Methods and results: Our study included individuals who did not have carotid atherosclerosis and had undergone yearly health check-ups at the Department of Health Management of Nanfang Hospital between 2011 and 2018 (total n = 3927). SIRI was computed by a composite value of neutrophils, monocytes, and lymphocytes. Over a median follow-up time of 4.42 years, 872 (22.21 %) participants developed carotid plaque in the entire cohort. The adjusted hazard ratio (HR) for the continuous SIRI was 1.093 (95 % CI: 1.021-1.223) in our present study. In the general population, individuals belonging to the highest quartile of SIRI had an elevated risk of carotid plaque, as compared to those within the lowest quartile (HR 1.122, 95 % CI: 1.011-1.391, P for trend = 0.041). Furthermore, this trend was even more pronounced among participants without hypertension, diabetes and hyperlipidemia in the highest SIRI quartile, who demonstrated a markedly increased risk of carotid plaque when contrasted with those in the lowest quartile (HR 1.277, 95 % CI: 1.041-1.568, P for trend = 0.006).

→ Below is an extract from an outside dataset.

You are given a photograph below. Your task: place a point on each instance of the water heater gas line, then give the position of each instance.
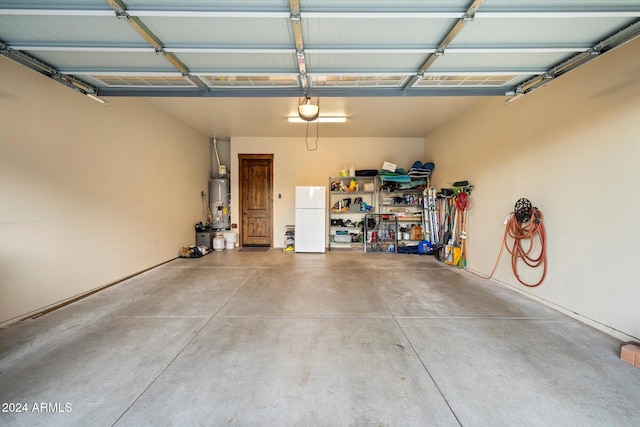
(222, 169)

Conclusions: Our research findings suggest an association between increased SIRI levels and a higher incidence of carotid atherosclerosis, especially among the people without a history of hypertension, diabetes and hyperlipidemia.
背景和目的:尚未在纵向调查中评估全身炎症反应指数(SIRI)与颈动脉粥样硬化之间的关系。我们目前的研究旨在调查 SIRI 是否与颈动脉斑块发病风险增加有关:我们的研究纳入了2011年至2018年间在南方医院健康管理部接受年度健康体检的未患颈动脉粥样硬化的个体(总人数=3927)。SIRI由中性粒细胞、单核细胞和淋巴细胞的综合值计算得出。中位随访时间为4.42年,整个队列中有872人(22.21%)出现颈动脉斑块。在本研究中,连续 SIRI 的调整后危险比 (HR) 为 1.093(95 % CI:1.021-1.223)。在普通人群中,与属于最低四分位数的人相比,属于 SIRI 最高四分位数的人患颈动脉斑块的风险更高(HR 1.122,95 % CI:1.011-1.391,趋势 P = 0.041)。此外,这一趋势在 SIRI 最高四分位数中没有高血压、糖尿病和高脂血症的参与者中更为明显,与最低四分位数的参与者相比,他们患颈动脉斑块的风险明显增加(HR 1.277,95 % CI:1.041-1.568,P=0.006):我们的研究结果表明,SIRI水平升高与颈动脉粥样硬化发病率升高之间存在关联,尤其是在无高血压、糖尿病和高脂血症病史的人群中。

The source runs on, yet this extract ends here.